Opening Vietnam, Again

By Max Boot
Commentary
May 23, 2016

Having visited Vietnam a couple of times in the last four years, most recently in March, I fully approve of the steps that President Obama is taking to build on Bill Clinton and George W. Bush’s efforts to convert Vietnam from an erstwhile enemy into a present-day ally. The most recent such step is Obama’s announcement, amid a visit to Hanoi, that the U.S. will lift its arms embargo.

With a population of 90 million and an economic growth rate of around 7 percent per annum, Vietnam is a rapidly rising economic and strategic power in Southeast Asia. While Hanoi remains somewhat sleepy and backward – and, thus, also a better tourist draw because there is more history preserved — Ho Chi Minh City (nee Saigon) is a dynamic mega-city. Its streets are no longer thronged with bicycles and cyclos (three-wheeled, peddled contraptions that serve as primitive taxis). Instead, there are cars and motorbikes everywhere. New stores and businesses appear to be opening everywhere. The largely young population has long forgotten the Vietnam War and is welcoming toward Americans. English long ago replaced French as the second language of choice, and cafes are full of American iconography, including pictures of New York City.

Vietnamese are more than happy to turn a page in their history and eager to associate more closely with the United States, which they view as a defender against the growing threat of Chinese power.

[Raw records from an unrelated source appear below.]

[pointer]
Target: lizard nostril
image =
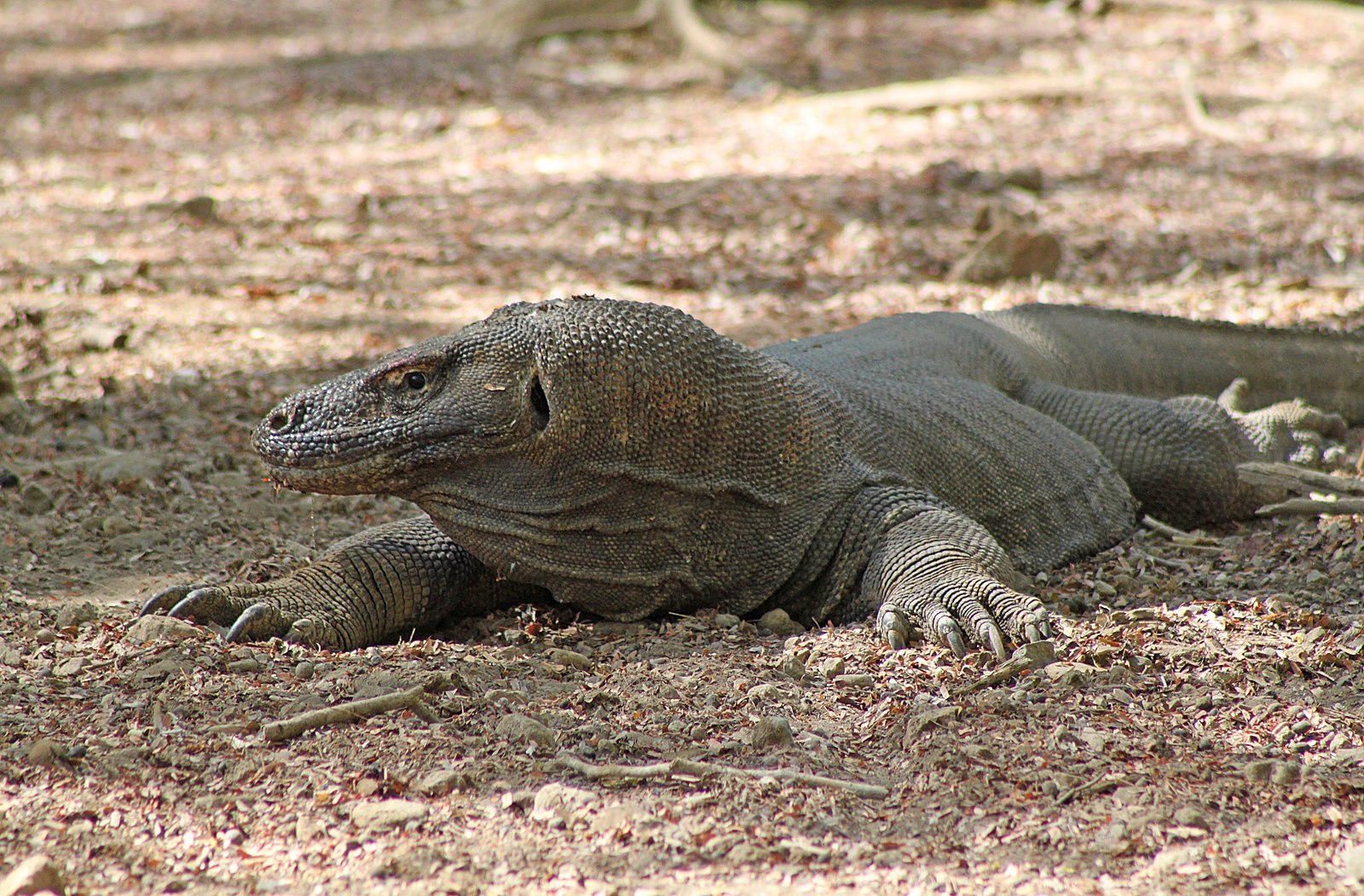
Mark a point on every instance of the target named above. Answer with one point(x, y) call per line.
point(284, 419)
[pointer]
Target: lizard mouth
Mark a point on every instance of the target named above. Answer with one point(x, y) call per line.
point(338, 461)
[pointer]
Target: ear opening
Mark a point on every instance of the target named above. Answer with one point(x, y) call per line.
point(539, 404)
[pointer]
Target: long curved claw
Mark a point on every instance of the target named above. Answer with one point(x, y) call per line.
point(168, 598)
point(895, 625)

Having spent centuries chafing under Chinese domination, and most recently having fought a war against China in 1979, the Vietnamese are eager to assert their independence from their gigantic neighbor.

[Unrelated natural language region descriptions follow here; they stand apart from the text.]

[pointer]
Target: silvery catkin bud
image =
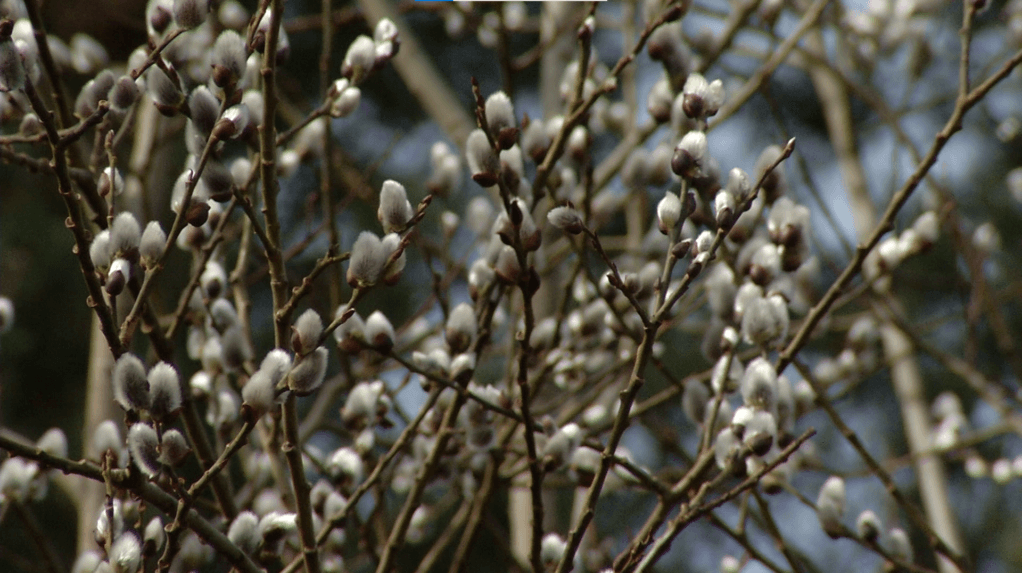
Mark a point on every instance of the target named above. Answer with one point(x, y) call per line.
point(724, 208)
point(461, 328)
point(131, 388)
point(213, 281)
point(228, 58)
point(360, 59)
point(368, 258)
point(105, 437)
point(99, 249)
point(659, 101)
point(126, 554)
point(351, 334)
point(830, 506)
point(306, 332)
point(276, 364)
point(385, 31)
point(560, 446)
point(690, 155)
point(552, 548)
point(395, 210)
point(762, 325)
point(165, 391)
point(118, 276)
point(759, 385)
point(259, 392)
point(500, 120)
point(868, 526)
point(150, 246)
point(308, 373)
point(125, 234)
point(507, 267)
point(379, 332)
point(203, 108)
point(566, 219)
point(144, 446)
point(395, 266)
point(173, 448)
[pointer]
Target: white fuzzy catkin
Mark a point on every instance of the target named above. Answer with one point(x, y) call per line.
point(259, 392)
point(144, 446)
point(308, 373)
point(360, 59)
point(368, 258)
point(174, 447)
point(126, 554)
point(151, 244)
point(500, 112)
point(868, 526)
point(379, 331)
point(759, 385)
point(307, 331)
point(165, 390)
point(395, 210)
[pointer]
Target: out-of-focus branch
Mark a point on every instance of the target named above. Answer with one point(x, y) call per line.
point(420, 76)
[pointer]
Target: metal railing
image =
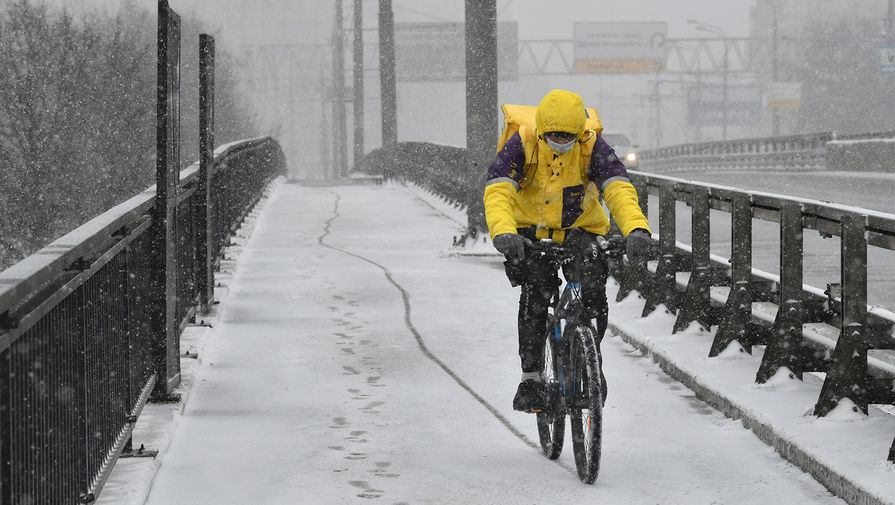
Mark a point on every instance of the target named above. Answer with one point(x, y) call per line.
point(795, 152)
point(842, 306)
point(79, 356)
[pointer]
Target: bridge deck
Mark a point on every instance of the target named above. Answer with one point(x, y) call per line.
point(327, 381)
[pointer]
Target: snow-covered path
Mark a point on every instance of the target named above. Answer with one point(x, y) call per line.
point(345, 366)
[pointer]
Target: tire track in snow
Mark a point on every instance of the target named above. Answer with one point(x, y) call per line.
point(421, 343)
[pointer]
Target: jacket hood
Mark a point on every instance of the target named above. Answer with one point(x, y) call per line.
point(560, 111)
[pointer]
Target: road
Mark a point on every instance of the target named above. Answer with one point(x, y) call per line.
point(359, 361)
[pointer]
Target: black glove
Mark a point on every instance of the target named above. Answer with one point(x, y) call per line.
point(638, 244)
point(512, 245)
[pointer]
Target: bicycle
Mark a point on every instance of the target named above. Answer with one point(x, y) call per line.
point(571, 370)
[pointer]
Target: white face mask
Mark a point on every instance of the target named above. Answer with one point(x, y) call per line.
point(560, 148)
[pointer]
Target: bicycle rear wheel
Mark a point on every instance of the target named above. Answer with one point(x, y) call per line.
point(552, 419)
point(586, 405)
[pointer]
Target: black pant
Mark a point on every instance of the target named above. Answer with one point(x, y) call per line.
point(541, 282)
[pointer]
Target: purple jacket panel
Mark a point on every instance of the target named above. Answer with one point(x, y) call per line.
point(510, 161)
point(604, 164)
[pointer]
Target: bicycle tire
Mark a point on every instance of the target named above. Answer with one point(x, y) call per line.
point(586, 405)
point(552, 419)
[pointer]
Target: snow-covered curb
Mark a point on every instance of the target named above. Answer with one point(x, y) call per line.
point(845, 451)
point(131, 479)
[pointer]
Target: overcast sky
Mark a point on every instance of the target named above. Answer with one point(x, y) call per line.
point(291, 21)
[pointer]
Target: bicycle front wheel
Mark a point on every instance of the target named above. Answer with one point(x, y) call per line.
point(552, 419)
point(586, 407)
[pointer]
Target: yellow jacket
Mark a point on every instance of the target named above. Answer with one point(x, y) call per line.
point(530, 184)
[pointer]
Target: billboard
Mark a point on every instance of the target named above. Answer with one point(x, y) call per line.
point(619, 47)
point(705, 105)
point(437, 51)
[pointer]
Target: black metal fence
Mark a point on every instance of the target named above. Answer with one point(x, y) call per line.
point(77, 351)
point(842, 306)
point(794, 152)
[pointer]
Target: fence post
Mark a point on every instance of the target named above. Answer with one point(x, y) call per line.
point(204, 214)
point(164, 272)
point(738, 309)
point(786, 347)
point(697, 303)
point(633, 275)
point(663, 288)
point(847, 373)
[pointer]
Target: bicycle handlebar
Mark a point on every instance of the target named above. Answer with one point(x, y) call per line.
point(613, 247)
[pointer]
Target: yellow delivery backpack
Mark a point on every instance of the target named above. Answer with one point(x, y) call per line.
point(521, 118)
point(516, 116)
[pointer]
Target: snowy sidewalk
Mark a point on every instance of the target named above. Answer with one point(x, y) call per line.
point(358, 361)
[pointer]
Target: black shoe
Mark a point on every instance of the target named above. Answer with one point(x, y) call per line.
point(530, 397)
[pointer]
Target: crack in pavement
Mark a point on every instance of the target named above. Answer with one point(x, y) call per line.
point(421, 343)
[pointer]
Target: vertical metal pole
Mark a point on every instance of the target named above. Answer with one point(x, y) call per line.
point(726, 66)
point(164, 273)
point(664, 288)
point(358, 81)
point(786, 347)
point(340, 149)
point(774, 65)
point(890, 23)
point(738, 309)
point(854, 271)
point(481, 104)
point(205, 270)
point(847, 373)
point(697, 306)
point(658, 129)
point(387, 85)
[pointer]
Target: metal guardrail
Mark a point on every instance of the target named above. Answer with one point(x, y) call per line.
point(842, 306)
point(78, 356)
point(795, 152)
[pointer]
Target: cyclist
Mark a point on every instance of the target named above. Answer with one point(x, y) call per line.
point(546, 183)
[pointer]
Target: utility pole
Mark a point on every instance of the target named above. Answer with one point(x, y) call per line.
point(388, 93)
point(724, 100)
point(340, 150)
point(890, 23)
point(775, 130)
point(658, 135)
point(358, 82)
point(481, 103)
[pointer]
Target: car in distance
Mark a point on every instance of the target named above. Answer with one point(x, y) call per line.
point(624, 148)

That danger was highlighted in 2014 when China constructed an offshore oil rig near the Paracel Islands inside of Vietnam’s exclusive economic zone. Hanoi said that “Chinese ships repeatedly rammed and used water cannons against Hanoi’s patrol vessels in the South China Sea.”

The U.S. should be all means now sell Vietnam the weaponry it needs to defend itself. As Richard Fontaine of the Center for a New American Security noted: “Hanoi’s acquisition of radars, surveillance drones, reconnaissance aircraft and other systems would enhance its maritime domain awareness and its ability to secure its littoral areas.”

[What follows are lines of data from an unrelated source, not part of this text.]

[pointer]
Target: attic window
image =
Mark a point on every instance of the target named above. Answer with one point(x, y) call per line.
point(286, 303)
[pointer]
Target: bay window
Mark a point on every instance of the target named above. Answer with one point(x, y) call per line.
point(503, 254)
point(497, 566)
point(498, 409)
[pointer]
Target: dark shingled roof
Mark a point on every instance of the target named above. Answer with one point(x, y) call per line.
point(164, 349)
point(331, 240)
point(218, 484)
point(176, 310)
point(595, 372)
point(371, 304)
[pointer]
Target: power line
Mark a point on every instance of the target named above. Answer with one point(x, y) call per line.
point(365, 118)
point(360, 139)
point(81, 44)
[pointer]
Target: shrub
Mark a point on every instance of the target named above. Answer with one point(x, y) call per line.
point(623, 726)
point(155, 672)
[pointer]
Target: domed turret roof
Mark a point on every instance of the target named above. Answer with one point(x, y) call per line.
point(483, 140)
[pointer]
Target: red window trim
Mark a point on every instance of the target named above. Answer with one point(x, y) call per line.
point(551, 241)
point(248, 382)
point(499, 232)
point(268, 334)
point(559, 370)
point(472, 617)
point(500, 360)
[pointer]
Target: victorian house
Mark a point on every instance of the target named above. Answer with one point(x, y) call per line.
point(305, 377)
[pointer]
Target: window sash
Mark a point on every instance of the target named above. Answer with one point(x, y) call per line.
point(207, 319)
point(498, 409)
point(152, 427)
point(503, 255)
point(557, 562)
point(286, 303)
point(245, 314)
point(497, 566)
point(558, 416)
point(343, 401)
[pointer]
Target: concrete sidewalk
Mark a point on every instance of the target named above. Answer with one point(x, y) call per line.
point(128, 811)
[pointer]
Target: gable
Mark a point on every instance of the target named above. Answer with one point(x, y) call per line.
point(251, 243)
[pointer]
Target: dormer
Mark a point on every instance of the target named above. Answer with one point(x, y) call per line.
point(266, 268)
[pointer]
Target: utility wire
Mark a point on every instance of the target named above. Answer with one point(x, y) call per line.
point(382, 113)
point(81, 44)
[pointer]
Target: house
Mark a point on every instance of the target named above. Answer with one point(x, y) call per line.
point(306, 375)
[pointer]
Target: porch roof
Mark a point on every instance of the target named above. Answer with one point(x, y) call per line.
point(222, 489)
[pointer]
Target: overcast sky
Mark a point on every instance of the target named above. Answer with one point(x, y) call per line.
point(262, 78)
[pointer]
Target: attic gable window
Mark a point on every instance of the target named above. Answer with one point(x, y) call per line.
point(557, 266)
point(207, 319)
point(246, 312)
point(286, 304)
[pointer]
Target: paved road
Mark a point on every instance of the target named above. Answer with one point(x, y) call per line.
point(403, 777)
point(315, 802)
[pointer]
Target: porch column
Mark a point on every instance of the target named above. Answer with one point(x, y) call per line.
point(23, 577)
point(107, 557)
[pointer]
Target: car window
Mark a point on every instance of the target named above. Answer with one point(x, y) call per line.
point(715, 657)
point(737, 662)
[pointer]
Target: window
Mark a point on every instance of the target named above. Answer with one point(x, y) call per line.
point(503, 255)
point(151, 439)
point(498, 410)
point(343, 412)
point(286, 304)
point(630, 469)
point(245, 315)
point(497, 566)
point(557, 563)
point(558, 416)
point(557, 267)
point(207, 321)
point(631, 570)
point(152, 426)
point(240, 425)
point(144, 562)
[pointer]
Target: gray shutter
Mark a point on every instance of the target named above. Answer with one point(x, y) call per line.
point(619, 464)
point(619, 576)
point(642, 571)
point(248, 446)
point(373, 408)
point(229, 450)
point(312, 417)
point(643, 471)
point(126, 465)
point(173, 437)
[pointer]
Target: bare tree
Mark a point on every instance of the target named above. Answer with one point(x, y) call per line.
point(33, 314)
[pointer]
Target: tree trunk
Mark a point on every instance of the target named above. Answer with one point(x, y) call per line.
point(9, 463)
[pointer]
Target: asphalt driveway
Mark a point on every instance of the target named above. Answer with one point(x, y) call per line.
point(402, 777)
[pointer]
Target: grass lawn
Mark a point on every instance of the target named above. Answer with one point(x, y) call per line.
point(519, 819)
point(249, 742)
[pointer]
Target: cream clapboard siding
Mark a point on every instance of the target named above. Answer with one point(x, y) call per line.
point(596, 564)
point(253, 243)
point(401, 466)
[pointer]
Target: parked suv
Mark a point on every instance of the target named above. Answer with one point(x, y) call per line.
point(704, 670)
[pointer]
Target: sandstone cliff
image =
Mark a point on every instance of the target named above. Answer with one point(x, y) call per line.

But in reaching a realpolitik alliance with Vietnam, the U.S. should not forget the fate of the Vietnamese people that it abandoned in 1975. While freer than it used to be – and, in some ways, less repressive than China (for instance, I could access Twitter and Facebook in Vietnam, but not in China) — Vietnam remains very much a one-party dictatorship.

Vietnam held its version of elections just before Obama’s arrival. As the New York Times revealed, a number of independent candidates tried to run for one of the 500 parliamentary seats that were being “contested.” Every single one of them was disqualified. In other words, democracy in Vietnam means about as much as democracy in Iran: in both cases, it is a stage-managed sham where only “approved” candidates are permitted to run.

Amid the blossoming U.S.-Vietnam alliance, it will be tempting for President Obama to forget the fate of the Vietnamese who hunger for freedom. It will take courage to raise uncomfortable human-rights issues. But it is the right thing to do. President Nixon’s “opening” to China should serve as a reminder of the dangers of trying to create a long-term partnership with an illiberal state. Sometimes it can work but, because Chinese and American interests have diverged so greatly since Nixon’s 1972 visit to Beijing, American-Sino relations remain tense.

The only way to create a truly close and long-lasting alliance between the U.S. and Vietnam — something that is in both parties’ interests — is for Vietnam to gradually become a freer and less despotic place. The U.S. should use its leverage to gently nudge Vietnam in that direction.